On 13 April, 1987, Buffalo Airways Flight 721, a Boeing 707 operating a national cargo flight in the United States from Oklahoma City Airport, Oklahoma, to Fort Wayne International Airport, Indiana, with stopovers in Wichita, Kansas and Kansas City, Missouri, crashed on approach to its second stopover. All four people on board were killed. The investigation on the crash found out that the accident was a case of controlled flight into terrain, caused mainly by errors of the crew.

==Aircraft==
The aircraft involved in the accident was a Boeing 707-351C registered as N144SP and manufactured in 1966. The aircraft was owned by Buffalo Airways, a Texan cargo airline, and operated for Burlington Air Express.

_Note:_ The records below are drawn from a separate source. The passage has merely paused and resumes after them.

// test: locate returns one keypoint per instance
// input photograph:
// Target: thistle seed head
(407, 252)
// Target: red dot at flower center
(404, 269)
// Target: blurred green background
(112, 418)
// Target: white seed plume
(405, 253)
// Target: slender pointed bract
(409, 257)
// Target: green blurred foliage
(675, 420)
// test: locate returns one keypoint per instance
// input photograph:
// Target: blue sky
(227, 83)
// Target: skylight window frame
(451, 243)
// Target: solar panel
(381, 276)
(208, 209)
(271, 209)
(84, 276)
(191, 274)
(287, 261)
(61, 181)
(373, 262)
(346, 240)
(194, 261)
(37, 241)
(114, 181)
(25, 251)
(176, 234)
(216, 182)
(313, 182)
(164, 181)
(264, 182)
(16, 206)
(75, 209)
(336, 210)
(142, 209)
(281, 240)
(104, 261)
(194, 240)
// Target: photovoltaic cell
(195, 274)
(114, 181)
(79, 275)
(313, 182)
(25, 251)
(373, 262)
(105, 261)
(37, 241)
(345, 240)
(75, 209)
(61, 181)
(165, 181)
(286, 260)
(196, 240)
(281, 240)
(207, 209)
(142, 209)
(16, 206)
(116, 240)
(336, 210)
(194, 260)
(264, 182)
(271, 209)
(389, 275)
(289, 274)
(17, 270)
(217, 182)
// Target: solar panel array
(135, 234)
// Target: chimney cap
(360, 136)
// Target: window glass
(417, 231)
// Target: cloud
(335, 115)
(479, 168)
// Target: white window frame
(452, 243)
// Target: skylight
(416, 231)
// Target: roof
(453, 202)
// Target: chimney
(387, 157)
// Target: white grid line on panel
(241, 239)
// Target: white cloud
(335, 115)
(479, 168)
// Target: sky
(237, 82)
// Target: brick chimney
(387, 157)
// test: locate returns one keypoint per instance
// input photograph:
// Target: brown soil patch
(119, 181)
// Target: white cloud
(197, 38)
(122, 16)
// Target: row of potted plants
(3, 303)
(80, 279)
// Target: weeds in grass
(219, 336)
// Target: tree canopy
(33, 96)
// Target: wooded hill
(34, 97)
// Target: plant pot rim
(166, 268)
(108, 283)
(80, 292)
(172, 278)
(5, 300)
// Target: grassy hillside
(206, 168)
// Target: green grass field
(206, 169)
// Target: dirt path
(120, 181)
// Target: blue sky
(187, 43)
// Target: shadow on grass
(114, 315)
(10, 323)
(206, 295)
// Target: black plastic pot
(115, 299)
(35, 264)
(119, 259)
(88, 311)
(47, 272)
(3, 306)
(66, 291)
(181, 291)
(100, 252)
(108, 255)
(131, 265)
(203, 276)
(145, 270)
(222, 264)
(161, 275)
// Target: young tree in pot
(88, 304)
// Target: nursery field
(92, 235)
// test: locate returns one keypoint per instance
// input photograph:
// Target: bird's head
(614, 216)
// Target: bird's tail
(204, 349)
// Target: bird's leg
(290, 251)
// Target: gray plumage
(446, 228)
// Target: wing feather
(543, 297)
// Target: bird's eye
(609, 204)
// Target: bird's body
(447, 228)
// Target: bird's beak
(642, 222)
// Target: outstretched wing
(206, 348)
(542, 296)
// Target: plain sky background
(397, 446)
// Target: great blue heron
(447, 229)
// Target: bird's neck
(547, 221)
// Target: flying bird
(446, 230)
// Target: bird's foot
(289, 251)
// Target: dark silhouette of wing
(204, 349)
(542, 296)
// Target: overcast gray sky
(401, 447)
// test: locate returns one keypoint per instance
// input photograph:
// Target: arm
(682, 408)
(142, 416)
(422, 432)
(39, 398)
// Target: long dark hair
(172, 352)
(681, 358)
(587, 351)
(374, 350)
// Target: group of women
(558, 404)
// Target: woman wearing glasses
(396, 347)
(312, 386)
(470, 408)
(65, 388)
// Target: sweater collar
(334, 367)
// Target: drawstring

The three crew members on board were Captain Clarence Brenner (52), first officer David Lee Zupancic (40) and flight engineer Nicholas Paul Pannell (22). On board there was also an airline-authorized passenger, 36 years old John Earl Lemery, that boarded the plane in Wichita.

==Accident==
Flight 721 departed from Wichita at around 9:22 pm local time, after an uneventful first leg from Oklahoma City, with four crew members and a single passenger on board. The climb and cruise went as planned and at 9:42 pm local time the aircraft started the approach to Kansas City and prepared for a ILS landing. When the crew initiated the descent from the cruising altitude the visibility and weather conditions were normal. Ten minutes after the beginning of the approach the first officer reported to the air traffic controller their descent altitude in 100 feet increments above minimum decision height, just a minute later the aircraft was 200 feet above minimum decision height and so the air traffic controller, after receiving a low altitude alert from his radar, asked to the crew of Flight 721 to check their current altitude. The controller warned the pilots two separate times, and they didn't respond on both occasions. Less than ten seconds before the aircraft impacted the ground, the aircraft's flight recorder recorded an increase of the engine power, in the crew's last attempt to save the plane. The aircraft impacted treetops on a hill located about five and a half kilometers south of the airport in Platte County, then rolled right and finally crashed and burst into flames about 600 meters from the initial impact site. All four occupants on board were killed.

==Investigation==
The National Transportation Safety Board investigation on the accident found out that the main cause of the crash were errors by the crew that didn't follow the minimum decision height, leading to the aircraft being outside the glideslope path, putting it in a collision course with surrounding terrain. The report cited bad cockpit resource management as the main cause of the errors committed by the crew members. Also the aircraft's ground proximity warning system (GPWS) system failed for unknown reasons, and so didn't warn the pilots in time to adjust the aircraft altitude.